Researchers believe that our unique bodily scent plays a larger role in our social lives than we know. Now, social media entrepreneurs are putting that science to the test. Can you sniff your way to love?
Everyone knows that to find true love, you have to be yourself. I’d never heard that you should also smell like yourself, though, until I joined a matchmaking service called Smell Dating. For three days and nights I wore the same cotton T-shirt, through sweaty workouts and while I slept. Showers were allowed. Deodorant was not. After 72 hours, the cotton was pickled in my essence.
I passed off the damp, stained tee to the New York University researchers who run Smell Dating, who saw it not as an object of disgust, but as boyfriend bait. They cut my T-shirt into swatches, stuffed them inside little zip-top bags and mailed them to 10 people who’d also signed up for this bizarre social experiment. I’d get stinky T-shirt samples, other people would get stinky T-shirt samples, and if by chance any two of us chooses each other’s odor, the NYU team will introduce us.

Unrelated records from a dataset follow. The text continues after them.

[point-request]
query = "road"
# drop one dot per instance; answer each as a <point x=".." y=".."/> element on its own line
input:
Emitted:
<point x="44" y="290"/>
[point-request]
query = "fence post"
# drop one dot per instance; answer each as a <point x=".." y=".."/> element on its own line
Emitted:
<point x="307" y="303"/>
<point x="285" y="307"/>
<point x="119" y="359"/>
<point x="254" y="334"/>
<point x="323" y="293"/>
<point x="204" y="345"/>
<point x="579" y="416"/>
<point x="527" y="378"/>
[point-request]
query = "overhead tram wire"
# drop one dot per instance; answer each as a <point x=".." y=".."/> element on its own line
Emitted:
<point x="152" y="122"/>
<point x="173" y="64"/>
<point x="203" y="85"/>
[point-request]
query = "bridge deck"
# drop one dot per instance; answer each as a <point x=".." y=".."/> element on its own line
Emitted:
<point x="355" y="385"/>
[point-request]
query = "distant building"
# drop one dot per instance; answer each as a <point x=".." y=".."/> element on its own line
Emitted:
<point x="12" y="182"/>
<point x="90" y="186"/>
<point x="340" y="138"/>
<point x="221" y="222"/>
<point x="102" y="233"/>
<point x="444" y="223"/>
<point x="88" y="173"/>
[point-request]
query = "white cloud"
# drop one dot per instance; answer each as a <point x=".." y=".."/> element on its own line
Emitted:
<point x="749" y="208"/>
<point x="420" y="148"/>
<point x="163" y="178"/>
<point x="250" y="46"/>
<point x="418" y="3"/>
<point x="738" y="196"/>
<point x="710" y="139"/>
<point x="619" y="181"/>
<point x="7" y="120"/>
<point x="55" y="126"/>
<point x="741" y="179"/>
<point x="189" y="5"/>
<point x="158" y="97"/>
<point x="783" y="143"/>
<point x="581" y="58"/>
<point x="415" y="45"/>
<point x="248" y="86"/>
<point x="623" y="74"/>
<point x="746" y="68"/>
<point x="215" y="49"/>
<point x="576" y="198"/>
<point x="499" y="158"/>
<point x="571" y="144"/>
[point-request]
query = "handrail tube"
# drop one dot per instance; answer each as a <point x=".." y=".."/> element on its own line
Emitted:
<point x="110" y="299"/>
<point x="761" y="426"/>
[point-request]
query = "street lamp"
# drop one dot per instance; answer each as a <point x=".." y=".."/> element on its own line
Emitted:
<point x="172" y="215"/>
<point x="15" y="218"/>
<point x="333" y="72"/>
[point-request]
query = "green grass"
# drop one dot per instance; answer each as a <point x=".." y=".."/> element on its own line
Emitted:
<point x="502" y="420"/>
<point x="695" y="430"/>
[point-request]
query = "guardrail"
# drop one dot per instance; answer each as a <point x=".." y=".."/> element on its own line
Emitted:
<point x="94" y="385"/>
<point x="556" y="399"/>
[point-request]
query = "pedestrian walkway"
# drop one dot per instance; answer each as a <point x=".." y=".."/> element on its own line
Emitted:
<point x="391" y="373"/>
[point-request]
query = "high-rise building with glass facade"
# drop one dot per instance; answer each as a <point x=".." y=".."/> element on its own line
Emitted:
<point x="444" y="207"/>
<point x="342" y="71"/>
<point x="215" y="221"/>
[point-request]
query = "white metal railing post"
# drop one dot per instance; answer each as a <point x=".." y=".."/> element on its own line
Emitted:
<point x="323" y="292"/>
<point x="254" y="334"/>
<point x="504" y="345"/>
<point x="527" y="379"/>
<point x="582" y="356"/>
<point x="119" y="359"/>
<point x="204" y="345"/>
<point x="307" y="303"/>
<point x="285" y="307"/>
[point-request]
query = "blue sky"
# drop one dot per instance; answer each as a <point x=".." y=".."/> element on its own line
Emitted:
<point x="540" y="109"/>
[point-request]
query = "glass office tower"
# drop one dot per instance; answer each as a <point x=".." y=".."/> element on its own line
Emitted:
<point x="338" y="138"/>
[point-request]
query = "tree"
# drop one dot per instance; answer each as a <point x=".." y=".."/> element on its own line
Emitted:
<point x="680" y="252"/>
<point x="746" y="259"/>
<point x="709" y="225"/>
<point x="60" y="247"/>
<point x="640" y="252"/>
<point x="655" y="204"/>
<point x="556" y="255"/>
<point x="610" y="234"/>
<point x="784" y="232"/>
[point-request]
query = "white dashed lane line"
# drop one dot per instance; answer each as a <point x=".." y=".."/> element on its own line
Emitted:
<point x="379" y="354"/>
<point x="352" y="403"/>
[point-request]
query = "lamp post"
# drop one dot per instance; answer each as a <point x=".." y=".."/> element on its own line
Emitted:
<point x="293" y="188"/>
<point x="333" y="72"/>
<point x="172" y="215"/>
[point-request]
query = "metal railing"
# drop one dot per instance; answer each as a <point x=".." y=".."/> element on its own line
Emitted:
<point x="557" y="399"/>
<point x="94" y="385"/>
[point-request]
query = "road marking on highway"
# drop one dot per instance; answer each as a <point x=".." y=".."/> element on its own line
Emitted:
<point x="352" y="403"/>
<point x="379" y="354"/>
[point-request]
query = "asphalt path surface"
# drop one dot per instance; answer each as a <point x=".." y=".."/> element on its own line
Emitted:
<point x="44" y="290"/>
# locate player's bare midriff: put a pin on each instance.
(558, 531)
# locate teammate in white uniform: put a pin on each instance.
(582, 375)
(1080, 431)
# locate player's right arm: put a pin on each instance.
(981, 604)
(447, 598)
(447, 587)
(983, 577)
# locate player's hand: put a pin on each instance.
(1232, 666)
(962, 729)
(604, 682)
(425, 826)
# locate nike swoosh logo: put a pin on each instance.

Smell Dating is the first mail-order smell dating service, but its creators aren’t the only ones wagering that we’re better at choosing partners through our noses than our eyes. By sniffing other people’s body odor instead of swiping right on their photos, the thinking goes, we rely on primal bodily intuition. A small but growing trend in social media is to go nose first when it comes to romance: whether by throwing get-togethers that hook people up based on the smell of their T-shirt, like Pheromone Parties, or by matching people based on how similarly they smell the world, like the Israeli social network SmellSpace. Whether interventions like these are successful is a current area of research.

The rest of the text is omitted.